María. / C7

María López Negrete

«Mucho y bien hiciste en tus 81 años de existencia física, atendiendo a los abundantes mensajes de cariño y respaldo que nos han venido dando estos días»

José Ramón Sánchez López
JOSÉ RAMÓN SÁNCHEZ LÓPEZ

Madre. Hasta 18 acepciones ofrece el diccionario de la RAE. La primera, «mujer que ha concebido o ha parido uno o más hijos». La segunda, «mujer en relación con sus hijos». La tercera, «mujer con cualidades atribuidas a una madre, especialmente su carácter protector y afectivo».

Abuela. Aquí la relación resulta menor. Hay media docena, al menos en la versión en la web, compatibles la mayor parte con la versión masculina.

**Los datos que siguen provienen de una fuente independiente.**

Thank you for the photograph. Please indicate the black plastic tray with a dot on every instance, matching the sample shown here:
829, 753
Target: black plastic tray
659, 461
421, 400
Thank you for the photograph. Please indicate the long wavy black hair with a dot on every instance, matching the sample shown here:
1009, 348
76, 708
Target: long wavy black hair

La principal, «madre de uno de los padres de una persona». La siguiente, «persona anciana».

En ambos casos, prima la condición biológica. Se da por sentado, en consecuencia, que una mujer en cuanto es madre, en cuanto ejerce de abuela, generalmente se comporta como una persona generosa, desprendida, cariñosa, abierta, comprensiva, cordial, afectiva, justa, espléndida, misericordiosa, sufrida, desinteresada, amorosa, gentil, recta, caritativa y bondadosa. A la par, cuando llega la ocasión, es exigente, estricta, maestra, rigurosa, disciplinada, firme y educadora.

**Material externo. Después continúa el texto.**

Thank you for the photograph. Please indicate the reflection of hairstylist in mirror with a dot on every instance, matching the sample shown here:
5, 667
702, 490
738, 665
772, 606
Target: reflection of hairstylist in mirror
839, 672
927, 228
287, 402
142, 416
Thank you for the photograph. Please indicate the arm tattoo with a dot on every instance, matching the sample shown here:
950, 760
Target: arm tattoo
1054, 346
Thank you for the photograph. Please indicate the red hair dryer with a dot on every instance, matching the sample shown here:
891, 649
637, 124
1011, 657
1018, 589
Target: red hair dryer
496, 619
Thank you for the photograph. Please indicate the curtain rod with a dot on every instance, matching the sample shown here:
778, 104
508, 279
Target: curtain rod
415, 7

Todas las cualidades descritas, entre otras muchas, fueron atesoradas por María. En sus últimas semanas, además, añadió un soberano plus de valentía, paz y templanza. Consciente de que la vida desde su comienzo va encaminada, inexorable, hacia un final, no paró de mostrarnos su singular sonrisa y de invitarnos a ser persistentes en el esfuerzo de ser buenas personas y de actuar como tales. Menudo reto.

Frágil en apariencia, enfermiza en la infancia, hija única, esposa enamorada y amiga leal; mucho y bien hiciste en tus 81 años de existencia física, atendiendo a los abundantes mensajes de cariño y respaldo que nos han venido dando estos días. Reconforta escuchar a tantos definirte como un ser extraordinario, pues así se reafirma lo que ya intuíamos, tu vida gozó de un enorme sentido. Descansa en paz.